Playing Book of Hours is a little like remembering how that game from 1997 felt to play—dreamlike. One of its five seasons, Numa, is the in-between time when things are forgotten and strange visitors show up at your cabin. Mechanically this means your memory cards, a crafting ingredient, all disappear, and the people who come to ask for your help become more exacting and precise in their requests. I went for a walk on Numa and found a recollection of the sky; I worked at the tavern and got so caught up in the job that I got sick. I woke up the next morning and rather than disappearing, all the consequences stayed with me.

A lot of what you catalogue in Book of Hours is not physical things but ideas and impressions. The tag for any picture in the library says “You could describe the whole house as a book, although it would be troublesome to index.” Your job doesn’t just involve reading books, but examining items, receiving smells and tastes that you then use to teach yourself something about the books you’ve returned to. Getting to work involves, eventually, not working; I hit a wall when I had to admit I needed to explore the town, seek out new forms of help and actually pay attention to the weather. Essentially, the game told me to touch grass.

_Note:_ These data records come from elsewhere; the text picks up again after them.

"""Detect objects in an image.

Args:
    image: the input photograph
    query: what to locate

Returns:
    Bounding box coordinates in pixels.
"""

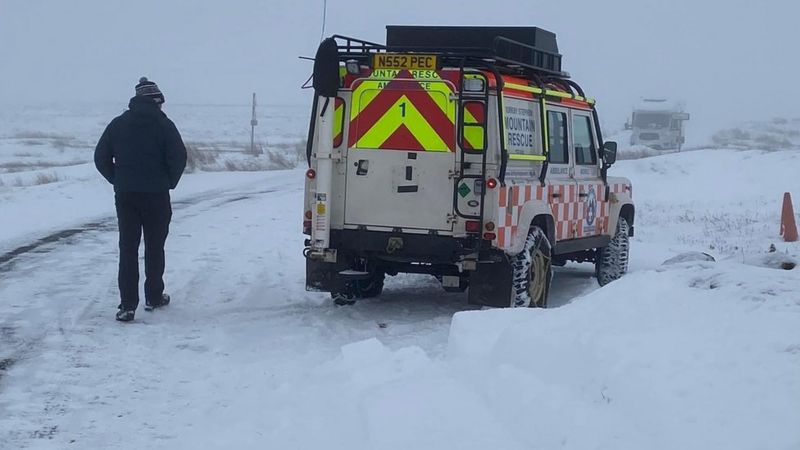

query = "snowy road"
[1,151,798,449]
[0,169,600,448]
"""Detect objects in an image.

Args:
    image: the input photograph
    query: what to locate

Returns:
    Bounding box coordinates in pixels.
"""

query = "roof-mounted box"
[385,26,564,76]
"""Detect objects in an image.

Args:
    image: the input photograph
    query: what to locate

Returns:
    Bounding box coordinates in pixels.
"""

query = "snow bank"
[443,261,800,449]
[243,258,799,450]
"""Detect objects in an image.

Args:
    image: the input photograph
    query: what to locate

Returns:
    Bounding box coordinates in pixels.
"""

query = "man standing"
[95,77,187,322]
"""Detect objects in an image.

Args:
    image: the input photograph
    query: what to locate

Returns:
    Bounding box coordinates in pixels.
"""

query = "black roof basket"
[328,26,568,79]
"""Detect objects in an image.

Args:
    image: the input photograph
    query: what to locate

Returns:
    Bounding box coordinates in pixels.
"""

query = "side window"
[572,114,597,165]
[547,110,568,164]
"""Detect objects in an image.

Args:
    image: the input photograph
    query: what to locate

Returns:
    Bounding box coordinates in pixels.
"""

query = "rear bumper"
[306,229,515,307]
[306,229,481,293]
[330,229,478,264]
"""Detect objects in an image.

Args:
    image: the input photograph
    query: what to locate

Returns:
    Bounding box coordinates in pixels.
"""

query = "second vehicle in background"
[627,98,690,151]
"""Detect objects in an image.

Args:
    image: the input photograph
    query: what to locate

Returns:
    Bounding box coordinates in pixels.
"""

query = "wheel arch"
[620,204,634,225]
[609,201,635,237]
[620,203,635,236]
[508,201,555,255]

Before I started Book of Hours I thought by “librarian RPG” it actually meant “dream job simulator.” While its structure is based on the joy of opening new rooms, and it gives you space to decorate and change as you see fit, I don’t think of this as an accurate description anymore. Book of Hours makes you believe that giving others what they want is your biggest goal. But even that is part of building up the library, because you get paid in a currency that can then be used to buy more books. The end of the game, which I haven’t reached yet, comes when you write your own “History”—the answer to the biography the game generates for you at the beginning. So your ultimate goal is to discover something about yourself within the library, and contribute your life to its catalog. But the thing that drives that goal is exploration of the place you’ve been fatefully tied to.

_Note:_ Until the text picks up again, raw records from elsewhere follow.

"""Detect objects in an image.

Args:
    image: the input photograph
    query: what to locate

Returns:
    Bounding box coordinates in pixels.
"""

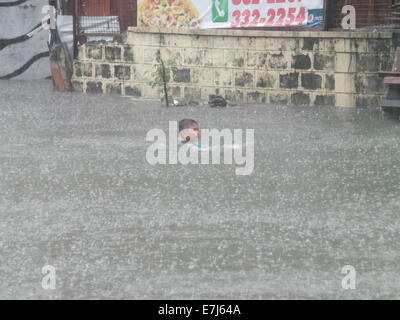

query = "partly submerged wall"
[72,27,397,107]
[0,0,50,80]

I’ve spent a lot of time in the past few years thinking about how game structures work. The trend of life sims that let you do a job cozily—run a bed and breakfast, for example, or open a coffee shop—isn’t one I can unilaterally criticize. It has its appeal, certainly for me (I gave Bear and Breakfast, which is a perfect example of this type of game, a high score last year). But these games come with a side of idealized capitalism; as the 4X game promotes expansionism, the business sim turns the grind into a fun collect-a-thon. Mundanities become obscured behind things like decorating, cooking, and customer service.

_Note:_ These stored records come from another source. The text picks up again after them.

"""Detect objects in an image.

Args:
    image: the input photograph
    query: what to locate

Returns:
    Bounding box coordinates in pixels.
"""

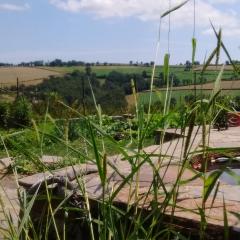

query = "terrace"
[1,125,240,239]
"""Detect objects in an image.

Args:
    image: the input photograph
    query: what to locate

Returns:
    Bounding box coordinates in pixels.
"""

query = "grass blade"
[203,170,223,202]
[161,0,189,18]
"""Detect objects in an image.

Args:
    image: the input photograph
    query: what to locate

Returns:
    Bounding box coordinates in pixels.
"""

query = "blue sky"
[0,0,240,64]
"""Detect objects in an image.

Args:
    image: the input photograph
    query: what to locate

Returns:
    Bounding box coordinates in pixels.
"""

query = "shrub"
[9,97,32,128]
[0,101,10,128]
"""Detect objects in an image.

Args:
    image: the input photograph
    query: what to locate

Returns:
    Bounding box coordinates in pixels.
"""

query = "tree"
[184,94,195,104]
[184,60,192,71]
[170,73,180,87]
[182,79,191,85]
[85,64,92,76]
[170,97,177,108]
[142,70,148,78]
[49,59,63,67]
[155,72,165,88]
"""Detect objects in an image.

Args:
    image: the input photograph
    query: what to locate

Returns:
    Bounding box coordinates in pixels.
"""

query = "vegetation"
[0,96,32,128]
[128,89,240,109]
[1,2,240,240]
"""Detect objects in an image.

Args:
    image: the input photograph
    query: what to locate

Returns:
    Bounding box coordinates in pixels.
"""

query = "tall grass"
[1,2,240,240]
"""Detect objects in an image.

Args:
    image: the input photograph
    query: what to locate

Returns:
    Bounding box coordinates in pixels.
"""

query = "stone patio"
[0,174,19,240]
[1,126,240,238]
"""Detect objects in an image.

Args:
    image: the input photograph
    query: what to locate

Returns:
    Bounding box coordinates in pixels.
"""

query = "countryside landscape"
[1,0,240,239]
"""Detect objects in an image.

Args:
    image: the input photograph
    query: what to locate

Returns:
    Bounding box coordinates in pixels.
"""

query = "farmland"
[47,65,236,82]
[127,88,240,108]
[1,0,240,238]
[0,65,237,89]
[0,67,61,87]
[1,65,240,113]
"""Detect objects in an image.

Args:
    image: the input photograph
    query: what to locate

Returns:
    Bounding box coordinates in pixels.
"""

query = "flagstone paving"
[0,174,19,240]
[1,126,240,238]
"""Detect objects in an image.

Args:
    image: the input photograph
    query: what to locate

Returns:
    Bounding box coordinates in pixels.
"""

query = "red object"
[228,112,240,127]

Book of Hours refuses to idealize work. It provides a beautiful setting and puts the librarian in an idealized role (who wouldn’t dream of washing up on the beach and being put in charge of a palatial library?). But it pushes back at the assumption that the player should treat this responsibility as something cozy. I failed at crafting, a lot; people stole my books and sometimes I couldn’t find anyone to help me. It’s relaxed, but weird; I had a great time playing it, but not uncomplicatedly. Something lurks beneath it always.

I found the slow pace, crafting focus and very detailed writing of Book of Hours compelling enough to keep playing for a long time. More than that, though, I consider it an example of what the “narrative crafting” genre can be if it thinks more expansively. Rather than being a small business simulator, or a cozy dream job simulator, it’s a loneliness simulator—or rather, a game that shoves a lonely narrator into a position where they have to stop thinking about themselves. (And really, how much loneliness comes from incorrect assumptions about our importance to others?)

While the endgame is to write your own History, the actual game is uncovering another history that existed long before you and will exist long after. The scale of one human life, it turns out, is nothing in comparison to a book. And yet, your experiences become an essential ingredient in cataloging books and reconceptualizing your life story. By making the cards you play with memories, personality traits, and life lessons, Book of Hours treats interpretation and study as routes to the self—routes that must eventually go through others.